8 ~ TONIGHT LOOKS LIKE A COLD ONE

346 21 2
                                    

Nach langem Überlegen wählte Shizuo Chiaki's Nummer erneut. Es piepte einmal, dann ertönte eine monotone Frauenstimme: "Kein Anschluss unter dieser Nummer." Noch ein leises Piepen und der Anruf wurde unerwidert beendet.

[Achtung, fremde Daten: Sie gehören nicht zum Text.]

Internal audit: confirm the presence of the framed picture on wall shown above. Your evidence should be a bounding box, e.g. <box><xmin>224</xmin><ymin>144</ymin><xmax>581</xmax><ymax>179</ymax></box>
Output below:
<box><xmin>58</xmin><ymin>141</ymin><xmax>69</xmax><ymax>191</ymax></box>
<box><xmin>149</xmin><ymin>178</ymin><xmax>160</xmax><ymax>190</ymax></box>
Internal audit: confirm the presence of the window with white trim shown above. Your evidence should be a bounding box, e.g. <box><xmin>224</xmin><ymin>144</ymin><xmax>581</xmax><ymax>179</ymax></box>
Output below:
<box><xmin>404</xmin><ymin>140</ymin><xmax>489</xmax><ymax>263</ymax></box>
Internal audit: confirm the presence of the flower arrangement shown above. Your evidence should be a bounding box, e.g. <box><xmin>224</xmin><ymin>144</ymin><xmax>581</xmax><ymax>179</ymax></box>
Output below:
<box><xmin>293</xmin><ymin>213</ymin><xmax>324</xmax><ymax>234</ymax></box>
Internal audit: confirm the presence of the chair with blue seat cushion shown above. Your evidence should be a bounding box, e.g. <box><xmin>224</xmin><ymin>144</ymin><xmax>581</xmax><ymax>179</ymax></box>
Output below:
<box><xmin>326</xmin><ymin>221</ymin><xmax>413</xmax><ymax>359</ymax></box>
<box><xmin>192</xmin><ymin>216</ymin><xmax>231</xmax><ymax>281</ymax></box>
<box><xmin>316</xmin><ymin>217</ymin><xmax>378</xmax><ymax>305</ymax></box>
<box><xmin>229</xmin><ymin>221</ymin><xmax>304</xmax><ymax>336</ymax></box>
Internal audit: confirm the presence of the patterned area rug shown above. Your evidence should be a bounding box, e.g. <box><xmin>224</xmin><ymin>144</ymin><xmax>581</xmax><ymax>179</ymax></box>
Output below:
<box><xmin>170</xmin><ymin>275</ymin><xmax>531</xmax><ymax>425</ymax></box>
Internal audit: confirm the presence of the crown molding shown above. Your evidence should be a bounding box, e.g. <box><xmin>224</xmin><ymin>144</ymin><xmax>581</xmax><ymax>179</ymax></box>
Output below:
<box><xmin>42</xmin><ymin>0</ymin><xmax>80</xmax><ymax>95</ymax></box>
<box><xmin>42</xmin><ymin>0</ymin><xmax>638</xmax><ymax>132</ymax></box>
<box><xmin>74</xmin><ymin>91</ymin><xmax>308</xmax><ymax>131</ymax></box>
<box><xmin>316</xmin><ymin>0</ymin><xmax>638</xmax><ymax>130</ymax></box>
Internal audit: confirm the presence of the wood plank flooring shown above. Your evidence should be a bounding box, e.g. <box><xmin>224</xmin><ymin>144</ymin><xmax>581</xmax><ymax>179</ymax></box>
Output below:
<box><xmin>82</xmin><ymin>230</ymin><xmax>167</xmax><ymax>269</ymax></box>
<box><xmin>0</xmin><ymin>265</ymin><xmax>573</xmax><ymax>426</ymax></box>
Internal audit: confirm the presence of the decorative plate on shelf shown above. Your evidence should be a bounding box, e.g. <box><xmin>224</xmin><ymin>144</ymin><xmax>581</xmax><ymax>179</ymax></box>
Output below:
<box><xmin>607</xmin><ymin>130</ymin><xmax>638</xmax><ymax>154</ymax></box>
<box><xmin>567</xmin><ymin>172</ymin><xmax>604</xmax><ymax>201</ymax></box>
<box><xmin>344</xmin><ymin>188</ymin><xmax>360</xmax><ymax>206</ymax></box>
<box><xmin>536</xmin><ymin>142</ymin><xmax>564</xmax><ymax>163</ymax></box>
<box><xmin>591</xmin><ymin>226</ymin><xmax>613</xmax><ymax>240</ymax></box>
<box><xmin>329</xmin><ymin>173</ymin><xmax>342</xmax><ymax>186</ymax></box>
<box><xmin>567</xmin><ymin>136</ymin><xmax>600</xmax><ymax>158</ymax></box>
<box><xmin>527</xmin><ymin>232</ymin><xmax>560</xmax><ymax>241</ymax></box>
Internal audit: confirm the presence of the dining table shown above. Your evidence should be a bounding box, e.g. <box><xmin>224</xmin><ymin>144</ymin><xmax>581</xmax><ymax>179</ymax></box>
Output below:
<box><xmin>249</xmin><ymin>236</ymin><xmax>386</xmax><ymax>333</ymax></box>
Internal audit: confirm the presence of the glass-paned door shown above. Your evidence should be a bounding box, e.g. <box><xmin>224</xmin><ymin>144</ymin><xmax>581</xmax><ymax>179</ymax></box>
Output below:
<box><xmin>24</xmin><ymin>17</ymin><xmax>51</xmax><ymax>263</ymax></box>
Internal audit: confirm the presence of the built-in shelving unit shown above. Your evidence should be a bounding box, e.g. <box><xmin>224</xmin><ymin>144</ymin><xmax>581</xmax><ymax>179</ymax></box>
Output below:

"Was zur Hölle?", zischte Shizuo misstrauisch. Die ganze Sache mit Chiaki kam ihm immer merkwürdiger vor. Irgendetwas musste ihr zugestoßen sein, doch wie fand er heraus was, und wie konnte er ihr helfen?

Er ließ von dem Klingelschild ab und bemerkte erst jetzt die sich ein paar Meter von ihm entfernte, hinter einem Zigarettenautomaten versteckende Person, welche Anstalten machte weg zu humpeln, als Shizuo sie erblickte.

Das auffällig orangefarbene T-Shirt seines Beobachters kam ihn bekannt vor, fast als hätte er es heute schon einmal gesehen, doch er konnte sich nicht genau erinnern wann und wo.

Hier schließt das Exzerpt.